For the rest of them, how can I know what part is wrong? what information should I provide you guys with?The csv files phil shared last time with double information helped a ton to assess what value was falsely curated for a particular well.

For now, I can check for the three datasets and provide you with information for object tracks, live cells, lost tracking and others.

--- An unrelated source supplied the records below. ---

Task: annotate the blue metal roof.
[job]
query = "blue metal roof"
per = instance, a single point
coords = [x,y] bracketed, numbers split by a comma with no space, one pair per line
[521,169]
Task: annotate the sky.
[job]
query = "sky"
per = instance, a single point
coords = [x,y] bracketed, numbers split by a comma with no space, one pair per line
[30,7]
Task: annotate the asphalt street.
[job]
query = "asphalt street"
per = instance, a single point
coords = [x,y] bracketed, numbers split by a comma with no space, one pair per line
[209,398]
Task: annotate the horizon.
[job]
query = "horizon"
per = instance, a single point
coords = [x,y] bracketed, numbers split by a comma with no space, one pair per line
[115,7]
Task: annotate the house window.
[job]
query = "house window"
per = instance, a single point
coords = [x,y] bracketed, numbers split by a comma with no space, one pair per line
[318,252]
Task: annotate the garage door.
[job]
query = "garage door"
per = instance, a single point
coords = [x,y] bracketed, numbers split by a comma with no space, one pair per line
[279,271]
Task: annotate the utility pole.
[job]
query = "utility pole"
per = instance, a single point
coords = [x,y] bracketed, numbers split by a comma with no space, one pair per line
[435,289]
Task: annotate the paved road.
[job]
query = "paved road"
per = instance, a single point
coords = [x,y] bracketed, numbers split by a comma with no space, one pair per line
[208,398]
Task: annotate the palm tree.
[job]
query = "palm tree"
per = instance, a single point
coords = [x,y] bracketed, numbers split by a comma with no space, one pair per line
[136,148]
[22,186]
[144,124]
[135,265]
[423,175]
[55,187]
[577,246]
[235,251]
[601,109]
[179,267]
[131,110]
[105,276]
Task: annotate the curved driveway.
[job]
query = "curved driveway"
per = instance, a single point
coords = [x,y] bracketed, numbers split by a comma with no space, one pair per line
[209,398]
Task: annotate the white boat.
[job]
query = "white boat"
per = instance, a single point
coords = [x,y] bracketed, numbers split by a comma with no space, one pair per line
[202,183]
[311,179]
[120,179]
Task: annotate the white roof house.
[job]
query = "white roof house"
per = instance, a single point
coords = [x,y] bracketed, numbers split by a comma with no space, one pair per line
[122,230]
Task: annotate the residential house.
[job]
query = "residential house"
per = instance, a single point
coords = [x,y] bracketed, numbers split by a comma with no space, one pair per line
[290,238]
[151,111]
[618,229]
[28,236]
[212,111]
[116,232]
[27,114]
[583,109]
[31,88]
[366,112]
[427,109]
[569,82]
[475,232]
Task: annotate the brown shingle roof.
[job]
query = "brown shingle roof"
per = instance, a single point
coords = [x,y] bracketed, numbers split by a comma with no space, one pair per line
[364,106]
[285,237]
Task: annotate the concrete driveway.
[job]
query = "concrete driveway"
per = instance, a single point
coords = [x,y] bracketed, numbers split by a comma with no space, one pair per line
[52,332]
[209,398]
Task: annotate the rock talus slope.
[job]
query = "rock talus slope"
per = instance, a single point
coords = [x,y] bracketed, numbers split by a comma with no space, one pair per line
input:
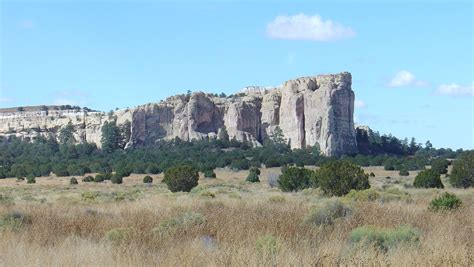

jaslinkalra commented 5 years ago

The correct curation is attached here- https://www.synapse.org/#!Synapse:syn17937743

kdaily commented 5 years ago

@jaslinkalra I think you meant https://www.synapse.org/#!Synapse:syn18134075!

Thank you for providing.

jaslinkalra commented 5 years ago

Yes you are correct. Sorry about the wrong link.

kdaily commented 5 years ago

Marking resolved, though this file needs to be integrated into the curated table. Will open separate issue.